DOCSS (Declaration Ordered CSS) is an approach to writing CSS files which builds on the DRY CSS approach.
The primary defining characteristic of DOCSS is that:
- the style author groups selectors by style declaration, rather than grouping style declarations by selector
This leaves the stylesheet broken down into sub-sections, such that the entire document resembles a collection of smaller, self-contained, easier-to-maintain stylesheets.
The three principle advantages of DOCSS are:
-
This approach to stylesheet formatting easily enables the stylesheet author to consistently maintain and update "house style" colours and dimensions across any number of elements - especially when used in conjunction with CSS Custom Variables;
-
debugging the stylesheet becomes remarkably straightforward; and
-
refactoring the stylesheet as it evolves and grows becomes very straightforward.
A couple of considerations before you adopt the DOCSS approach to stylesheet formatting.

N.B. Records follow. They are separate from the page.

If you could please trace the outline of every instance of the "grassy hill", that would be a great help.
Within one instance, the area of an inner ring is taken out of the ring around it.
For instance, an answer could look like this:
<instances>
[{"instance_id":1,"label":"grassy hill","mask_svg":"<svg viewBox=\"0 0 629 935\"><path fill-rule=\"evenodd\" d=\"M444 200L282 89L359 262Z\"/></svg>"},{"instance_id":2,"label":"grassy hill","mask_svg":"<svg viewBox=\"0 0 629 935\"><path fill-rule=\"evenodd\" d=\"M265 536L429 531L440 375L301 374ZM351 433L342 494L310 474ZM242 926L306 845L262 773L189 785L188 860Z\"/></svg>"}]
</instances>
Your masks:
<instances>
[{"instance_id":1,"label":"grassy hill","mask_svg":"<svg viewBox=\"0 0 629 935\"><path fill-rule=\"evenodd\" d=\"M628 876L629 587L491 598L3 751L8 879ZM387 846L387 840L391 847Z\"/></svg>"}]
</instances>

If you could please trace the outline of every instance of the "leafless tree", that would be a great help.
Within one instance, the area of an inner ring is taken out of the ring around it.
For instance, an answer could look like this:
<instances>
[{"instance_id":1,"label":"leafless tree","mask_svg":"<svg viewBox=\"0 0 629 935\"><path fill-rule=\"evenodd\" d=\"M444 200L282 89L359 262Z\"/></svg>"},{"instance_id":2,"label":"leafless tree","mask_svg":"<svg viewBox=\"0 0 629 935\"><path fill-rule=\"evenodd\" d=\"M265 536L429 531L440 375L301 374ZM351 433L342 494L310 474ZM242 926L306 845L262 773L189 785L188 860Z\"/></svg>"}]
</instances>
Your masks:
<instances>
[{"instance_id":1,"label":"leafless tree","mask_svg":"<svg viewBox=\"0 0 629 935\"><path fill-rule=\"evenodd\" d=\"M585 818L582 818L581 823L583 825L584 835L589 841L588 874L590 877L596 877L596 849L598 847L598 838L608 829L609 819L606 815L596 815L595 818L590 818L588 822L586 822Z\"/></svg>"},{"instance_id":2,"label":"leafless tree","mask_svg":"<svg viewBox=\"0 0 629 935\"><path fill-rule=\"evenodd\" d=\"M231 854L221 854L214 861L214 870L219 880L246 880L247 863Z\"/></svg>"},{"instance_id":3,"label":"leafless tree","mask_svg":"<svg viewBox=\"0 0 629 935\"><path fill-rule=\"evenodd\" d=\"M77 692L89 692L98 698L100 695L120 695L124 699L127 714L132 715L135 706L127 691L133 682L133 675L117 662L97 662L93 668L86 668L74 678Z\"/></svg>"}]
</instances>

1) Where possible, use CSS shorthands
eg.
Instead of:
h1 {
border-width: 2px;
border-style: solid;
border-color: rgb(191,191,191);
}
use:
h1 {border: 2px solid rgb(191,191,191);}
Instead of:
h1 {
background-color: rgb(127,0,0);
background-image: url('/assets/theme/elements/heading-logo.png');
background-repeat: no-repeat;
background-position: right top;
}
use:
h1 {background: rgb(127,0,0) url('/assets/theme/elements/heading-logo.png') no-repeat right top;}
2) Similarly, where possible, group related CSS style declarations which consistently appear together
Instead of:
h1 {
margin: 6px auto;
}
h1 {
padding: 0 6px;
}
h1 {
font-size: 24px;
}
h1 {
line-height: 36px;
}
use:
.MARGIN-PADDING,
h1 {margin:6px auto; padding:0 6px;}
.TEXT-SIZE,
h1 {font-size:24px; line-height:36px;}
3) Then, where possible, in the respective category section of the stylesheet, group related all CSS elements and classes which share the same style declarations
Example:
h1 {color: rgb(127,127,127); font-size: 24px; line-height: 36px;}
h2 {color: rgb(127,127,127); font-size: 18px; line-height: 27px;}
h3 {color: rgb(191,191,191); font-size: 18px; line-height: 27px;}
could be written as:
.TEXT-COLOR,
h1 {color: rgb(127,127,127);}
h2 {color: rgb(127,127,127);}
h3 {color: rgb(191,191,191);}
.TEXT-SIZE,
h1 {font-size: 24px; line-height: 36px;}
h2 {font-size: 18px; line-height: 27px;}
h3 {font-size: 18px; line-height: 27px;}
but is better written as:
.TEXT-COLOR,
h1, h2 {color: rgb(127,127,127);}
h3 {color: rgb(191,191,191);}
.TEXT-SIZE,
h1 {font-size: 24px; line-height: 36px;}
h2, h3 {font-size: 18px; line-height: 27px;}
Keeping Stylesheets Maintainable & Legible: An Important Consideration while Following the 3 Concise Stylesheet Best Practices Above
The objective of having DOCSS on your website is not just to keep your styles relatively concise, but also clearly legible and highly maintainable. Concision is important, but it's not intended to be a consideration which overrides all others .
Reviewing the last example above, it would be even more concise to write:
h1,h2{color:#888;font-size:24px;line-height:36px}
h2,h3{font-size:18px;line-height:27px}
h3{color:#bbb}
but, there are arguably 2 problems with this - the first relating to stylesheet legibility and the second relating to stylesheet maintainability:
- The stylesheet fragment above declares the
font-size
and theline-height
ofh2
twice, which requires the human reader to perform thecascade
in their own head; - Now that
h2
appears twice, there is no way to predict where currenth2
style declarations will appear and where futureh2
style declarations should appear. This makes the the stylesheet fragment harder to maintain. In DOCSS, splitting styles into semi-autonomous "Declaration Groups", where each element appears once only enables stylesheets to evolve and be maintained in a consistent and predictable manner;
In Summary: A concise stylesheet is the objective. But not at the cost of legibility or maintainability.